Herzensglück hat sich seinen Herzenswunsch nach einem Motorrad erfüllt und kann es seit Dienstag sein eigen nennen. Heute wird die erste Fahrt mit mir als Sozia stattfinden, denn er wollte erstmal vertrauter mit dem Zweirad werden, bevor er mich mitnimmt.
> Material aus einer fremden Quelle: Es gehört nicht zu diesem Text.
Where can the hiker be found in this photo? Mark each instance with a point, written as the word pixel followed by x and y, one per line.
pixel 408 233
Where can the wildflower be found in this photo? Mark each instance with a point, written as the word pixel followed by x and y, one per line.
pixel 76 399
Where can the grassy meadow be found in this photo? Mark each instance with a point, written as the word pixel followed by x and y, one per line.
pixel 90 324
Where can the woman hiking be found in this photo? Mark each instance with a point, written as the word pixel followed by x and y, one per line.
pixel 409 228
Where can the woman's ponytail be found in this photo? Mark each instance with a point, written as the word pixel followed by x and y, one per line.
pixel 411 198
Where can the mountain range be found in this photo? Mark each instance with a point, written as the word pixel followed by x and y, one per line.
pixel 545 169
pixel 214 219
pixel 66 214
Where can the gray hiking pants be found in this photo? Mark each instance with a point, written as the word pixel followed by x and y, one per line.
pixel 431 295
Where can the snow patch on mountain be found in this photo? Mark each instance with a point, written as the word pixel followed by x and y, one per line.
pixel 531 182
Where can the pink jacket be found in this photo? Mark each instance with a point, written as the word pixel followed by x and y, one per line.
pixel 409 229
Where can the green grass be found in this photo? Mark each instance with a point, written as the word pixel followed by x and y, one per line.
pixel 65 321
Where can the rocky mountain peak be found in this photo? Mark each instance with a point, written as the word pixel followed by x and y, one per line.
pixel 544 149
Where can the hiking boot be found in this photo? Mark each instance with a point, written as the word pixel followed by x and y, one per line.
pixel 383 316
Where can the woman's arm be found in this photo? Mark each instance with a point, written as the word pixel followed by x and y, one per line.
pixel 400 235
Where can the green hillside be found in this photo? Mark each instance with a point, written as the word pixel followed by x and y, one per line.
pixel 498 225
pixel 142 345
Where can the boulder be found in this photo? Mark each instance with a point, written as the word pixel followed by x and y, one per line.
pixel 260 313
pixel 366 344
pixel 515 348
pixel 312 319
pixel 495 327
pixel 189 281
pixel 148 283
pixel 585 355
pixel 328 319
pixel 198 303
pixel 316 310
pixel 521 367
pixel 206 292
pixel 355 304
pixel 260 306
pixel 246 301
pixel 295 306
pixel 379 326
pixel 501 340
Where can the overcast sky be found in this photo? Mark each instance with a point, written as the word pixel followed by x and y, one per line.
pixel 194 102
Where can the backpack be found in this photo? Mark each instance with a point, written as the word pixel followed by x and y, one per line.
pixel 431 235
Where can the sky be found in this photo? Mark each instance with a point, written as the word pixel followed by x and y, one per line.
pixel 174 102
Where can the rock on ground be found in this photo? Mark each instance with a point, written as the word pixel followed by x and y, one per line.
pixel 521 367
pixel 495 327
Er spricht von einer Italienrundfahrt kommendes Jahr mit dem Bike
Das sind nun die kleinen Reiseträume.

Gestern vor 5 Jahren begann Herzensglücks und meine erste gemeinsame Reise. Es ging nach Bangkok und danach in ein Hotel in Hua Hin zum Entspannen am Meer.
Wie war ich aufgeregt: Zum ersten Mal 14 Tage 24 Stunden beieinander. Werden wir uns vertragen, wird es uns zu eng werden, haben wir den gleichen Rhythmus …?
Und wie man weiß, sind noch ganz viele Reisen gefolgt … und die größte Reise: unsere gemeinsame Reise als Eheleute.

Ende Oktober machen er und Kleintochter miteinander ein Sicherheitstraining mit dem Motorrad. Das finde ich gut.
Auch, dass es die Herbstaktion „2 zum Preis von einem“ gibt, und ich zahle Kleintochter ihren Anteil.
Das beruhigt mich ein bissel, wobei ich rational weiß, dass es keine Garantie auf Unfallfreiheit gibt.
Aber so wie bei COVID-19 kann man mit ein paar Maßnahmen das Risiko minimieren.